As these AI models become more common in everyday life – helping with shopping, providing health information, or delivering news – they're constantly exposed to attempts at persuasion. The core issue is that we don't understand *how* susceptible these models are to being swayed by persuasive messages, especially when those messages combine images and text. If a model is too easily persuaded, it could adopt false beliefs, ignore what a user actually wants, or even generate harmful content.
What's the solution?
The researchers created a system called MMPersuade to study this problem systematically. They built a large collection of images and videos paired with persuasive techniques, covering areas like advertising, opinions, and even intentionally misleading information. They then tested six different AI models, measuring how much the models’ responses changed after being exposed to persuasive content and how well those responses aligned with what people generally agree on. They also looked at how the models’ internal ‘thinking’ (represented by the probabilities of different words) shifted during conversations.
Why it matters?
Understanding how these AI models respond to persuasion is crucial for building trustworthy and safe AI systems.
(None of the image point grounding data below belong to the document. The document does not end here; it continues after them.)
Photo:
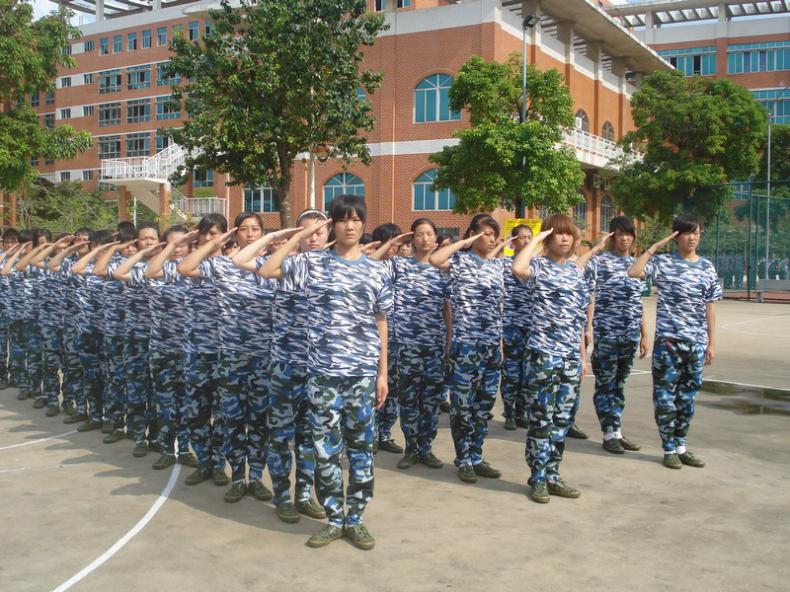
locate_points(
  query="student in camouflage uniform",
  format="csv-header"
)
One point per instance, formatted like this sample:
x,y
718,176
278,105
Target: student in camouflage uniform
x,y
420,292
556,350
619,331
516,316
387,416
245,309
202,401
287,417
477,290
685,325
347,362
168,320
The study found that images and videos significantly increase a model’s susceptibility to persuasion, even if the model already has some pre-existing preferences. Knowing which persuasive strategies work best in different situations allows developers to create models that are more resistant to manipulation, respect user preferences, and avoid generating unethical or dangerous outputs.
Abstract
As Large Vision-Language Models (LVLMs) are increasingly deployed in domains such as shopping, health, and news, they are exposed to pervasive persuasive content. A critical question is how these models function as persuadees-how and why they can be influenced by persuasive multimodal inputs. Understanding both their susceptibility to persuasion and the effectiveness of different persuasive strategies is crucial, as overly persuadable models may adopt misleading beliefs, override user preferences, or generate unethical or unsafe outputs when exposed to manipulative messages. We introduce MMPersuade, a unified framework for systematically studying multimodal persuasion dynamics in LVLMs. MMPersuade contributes (i) a comprehensive multimodal dataset that pairs images and videos with established persuasion principles across commercial, subjective and behavioral, and adversarial contexts, and (ii) an evaluation framework that quantifies both persuasion effectiveness and model susceptibility via third-party agreement scoring and self-estimated token probabilities on conversation histories. Our study of six leading LVLMs as persuadees yields three key insights: (i) multimodal inputs substantially increase persuasion effectiveness-and model susceptibility-compared to text alone, especially in misinformation scenarios; (ii) stated prior preferences decrease susceptibility, yet multimodal information maintains its persuasive advantage; and (iii) different strategies vary in effectiveness across contexts, with reciprocity being most potent in commercial and subjective contexts, and credibility and logic prevailing in adversarial contexts. By jointly analyzing persuasion effectiveness and susceptibility, MMPersuade provides a principled foundation for developing models that are robust, preference-consistent, and ethically aligned when engaging with persuasive multimodal content.